Manages fitting content into a model’s token budget.

Usage

ContextWindow()

Combines token estimation with truncation strategies to ensure prompts and conversation messages stay within a model’s context window.

Parameters

max_tokens: int | None = None: Explicit token budget. If provided, overrides any model profile lookup.
model: str | ModelProfile | None = None: A model key (e.g., "ollama:llama3.2:latest") or a ~talk_box.models.ModelProfile instance. The profile’s context_window is used as the budget.
reserve_output: int = 1024: Tokens to reserve for the model’s response. Subtracted from the budget before fitting input content. Defaults to 1024.
strategy: str | FitStrategy = FitStrategy.TRUNCATE_OLDEST: The default strategy for fitting content. Can be overridden per call.
token_counter: Callable[[str], int] | None = None: Optional custom token counting function. Defaults to estimate_tokens.

Examples

import talk_box as tb

# From a model profile
ctx = tb.ContextWindow(model="ollama:llama3.2:latest")

# With explicit budget
ctx = tb.ContextWindow(max_tokens=8192)

# With custom settings
ctx = tb.ContextWindow(
    max_tokens=32_768,
    reserve_output=4096,
    strategy="truncate_middle",
)

Attributes

Name	Description
input_budget	Tokens available for input (max_tokens - reserve_output).
max_tokens	Total context window budget in tokens.
reserve_output	Tokens reserved for the model’s response.

input_budget

Tokens available for input (max_tokens - reserve_output).

input_budget: int

max_tokens

Total context window budget in tokens.

max_tokens: int

reserve_output

Tokens reserved for the model’s response.

reserve_output: int

Methods

Name	Description
count_tokens()	Count tokens in text using the configured counter.
fit_messages()	Fit a list of conversation messages into the token budget.
fit_prompt()	Fit a PromptBuilder’s output into the token budget.
fits()	Check whether text fits within the input budget.
overflow()	Calculate how many tokens over budget the text is.

count_tokens()

Count tokens in text using the configured counter.

Usage

Source

count_tokens(text)

Parameters

text: str: The text to count tokens for.

Returns

int: Token count.

fit_messages()

Fit a list of conversation messages into the token budget.

Usage

Source

fit_messages(messages, *, system_prompt="", strategy=None)

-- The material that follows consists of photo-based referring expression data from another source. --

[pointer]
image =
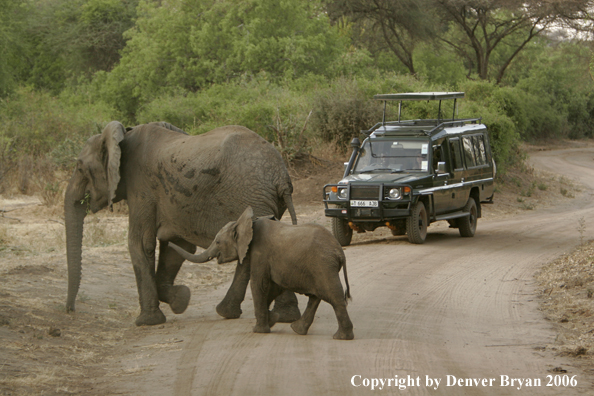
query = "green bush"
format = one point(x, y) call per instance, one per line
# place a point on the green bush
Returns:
point(342, 111)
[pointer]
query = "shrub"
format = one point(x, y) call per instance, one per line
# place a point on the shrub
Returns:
point(341, 112)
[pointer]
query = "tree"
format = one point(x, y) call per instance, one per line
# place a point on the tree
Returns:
point(484, 26)
point(69, 38)
point(189, 45)
point(399, 25)
point(12, 49)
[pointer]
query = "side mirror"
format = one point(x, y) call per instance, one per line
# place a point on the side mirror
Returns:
point(441, 168)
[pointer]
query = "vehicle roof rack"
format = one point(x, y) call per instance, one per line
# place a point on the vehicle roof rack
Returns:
point(421, 96)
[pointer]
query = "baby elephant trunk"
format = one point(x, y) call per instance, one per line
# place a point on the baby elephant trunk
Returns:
point(203, 257)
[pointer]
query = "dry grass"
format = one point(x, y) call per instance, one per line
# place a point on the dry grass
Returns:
point(567, 299)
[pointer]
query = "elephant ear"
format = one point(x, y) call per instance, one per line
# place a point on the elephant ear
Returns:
point(244, 233)
point(112, 135)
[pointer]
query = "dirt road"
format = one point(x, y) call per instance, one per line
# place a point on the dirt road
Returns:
point(454, 309)
point(451, 309)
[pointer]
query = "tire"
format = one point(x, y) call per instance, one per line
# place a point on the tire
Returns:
point(342, 232)
point(416, 224)
point(467, 225)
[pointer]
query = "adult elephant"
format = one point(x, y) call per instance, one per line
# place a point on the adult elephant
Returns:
point(179, 188)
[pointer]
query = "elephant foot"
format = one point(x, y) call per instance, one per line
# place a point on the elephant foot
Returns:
point(300, 327)
point(261, 329)
point(181, 298)
point(150, 318)
point(228, 310)
point(344, 335)
point(272, 318)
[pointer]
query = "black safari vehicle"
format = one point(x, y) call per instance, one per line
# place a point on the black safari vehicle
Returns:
point(408, 174)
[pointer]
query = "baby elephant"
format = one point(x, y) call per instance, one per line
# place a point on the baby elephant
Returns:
point(305, 259)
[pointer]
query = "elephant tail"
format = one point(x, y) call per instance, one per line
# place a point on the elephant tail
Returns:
point(347, 294)
point(289, 202)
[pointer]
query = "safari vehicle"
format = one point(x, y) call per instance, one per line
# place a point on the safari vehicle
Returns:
point(408, 174)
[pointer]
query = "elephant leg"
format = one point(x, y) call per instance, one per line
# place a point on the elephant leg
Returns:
point(178, 296)
point(301, 326)
point(286, 307)
point(261, 285)
point(274, 292)
point(230, 307)
point(345, 326)
point(142, 246)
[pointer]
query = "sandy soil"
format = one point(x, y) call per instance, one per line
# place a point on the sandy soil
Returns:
point(454, 307)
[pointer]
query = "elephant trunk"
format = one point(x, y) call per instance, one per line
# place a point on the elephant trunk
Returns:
point(203, 257)
point(74, 212)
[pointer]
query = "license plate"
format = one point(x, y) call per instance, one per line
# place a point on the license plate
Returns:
point(363, 204)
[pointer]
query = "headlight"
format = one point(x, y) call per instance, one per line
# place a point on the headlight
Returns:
point(394, 193)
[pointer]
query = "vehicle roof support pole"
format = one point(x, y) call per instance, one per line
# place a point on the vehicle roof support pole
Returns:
point(439, 113)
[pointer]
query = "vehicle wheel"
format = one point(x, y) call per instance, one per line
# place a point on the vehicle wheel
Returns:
point(342, 232)
point(416, 224)
point(467, 225)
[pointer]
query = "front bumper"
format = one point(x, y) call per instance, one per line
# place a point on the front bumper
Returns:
point(386, 210)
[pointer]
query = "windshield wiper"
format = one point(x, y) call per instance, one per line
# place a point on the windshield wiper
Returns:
point(380, 169)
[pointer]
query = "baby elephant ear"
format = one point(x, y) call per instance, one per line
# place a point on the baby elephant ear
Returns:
point(244, 233)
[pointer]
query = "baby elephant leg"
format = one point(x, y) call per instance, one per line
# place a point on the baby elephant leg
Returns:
point(260, 294)
point(345, 326)
point(274, 291)
point(301, 326)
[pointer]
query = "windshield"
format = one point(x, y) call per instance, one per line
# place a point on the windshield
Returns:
point(393, 156)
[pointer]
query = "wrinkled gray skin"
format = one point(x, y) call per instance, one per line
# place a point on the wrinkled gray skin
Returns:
point(179, 188)
point(305, 259)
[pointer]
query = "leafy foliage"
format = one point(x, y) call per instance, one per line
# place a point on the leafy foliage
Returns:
point(191, 45)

The system prompt is always preserved. Messages are dropped according to the selected strategy until they fit within the remaining budget.

Parameters

messages: list[dict[str, str] | Message]: List of message dicts (with "role" and "content" keys) or ~talk_box.conversation.Message objects.
system_prompt: str = "": The system prompt text (always preserved in full).
strategy: str | FitStrategy | None = None: Override the default strategy for this call.

Returns

FitResult: The fitted messages plus metadata about what was dropped.

Examples

import talk_box as tb

ctx = tb.ContextWindow(max_tokens=4096, reserve_output=512)
messages = [
    {"role": "user", "content": "Hello!"},
    {"role": "assistant", "content": "Hi there! How can I help?"},
    {"role": "user", "content": "Tell me about Python."},
]
result = ctx.fit_messages(messages, system_prompt="You are helpful.")
print(f"Using {result.tokens_used}/{result.token_budget} tokens")
print(f"Dropped {result.messages_dropped} messages")

fit_prompt()

Fit a PromptBuilder’s output into the token budget.

Usage

Source

fit_prompt(builder)

If the full prompt fits, returns it unchanged. Otherwise, drops lowest-priority sections until it fits.

Parameters

builder: PromptBuilder: A ~talk_box.prompt_builder.PromptBuilder instance.

Returns

PromptFitResult: The fitted prompt text and metadata.

Examples

import talk_box as tb

builder = (
    tb.PromptBuilder()
    .persona("analyst", "data science")
    .task_context("Analyze sales data")
    .constraint("Be concise")
    .example("Q: Revenue?", "A: $1.2M")
)
ctx = tb.ContextWindow(max_tokens=2048)
result = ctx.fit_prompt(builder)
print(f"Prompt uses {result.tokens_used} tokens")

fits()

Check whether text fits within the input budget.

Usage

Source

fits(text)

Parameters

text: str: Text to check.

Returns

bool: True if token count is within budget.

overflow()

Calculate how many tokens over budget the text is.

Usage

Source

overflow(text)

Parameters

text: str: Text to check.

Returns

int: Number of tokens over budget (0 if within budget).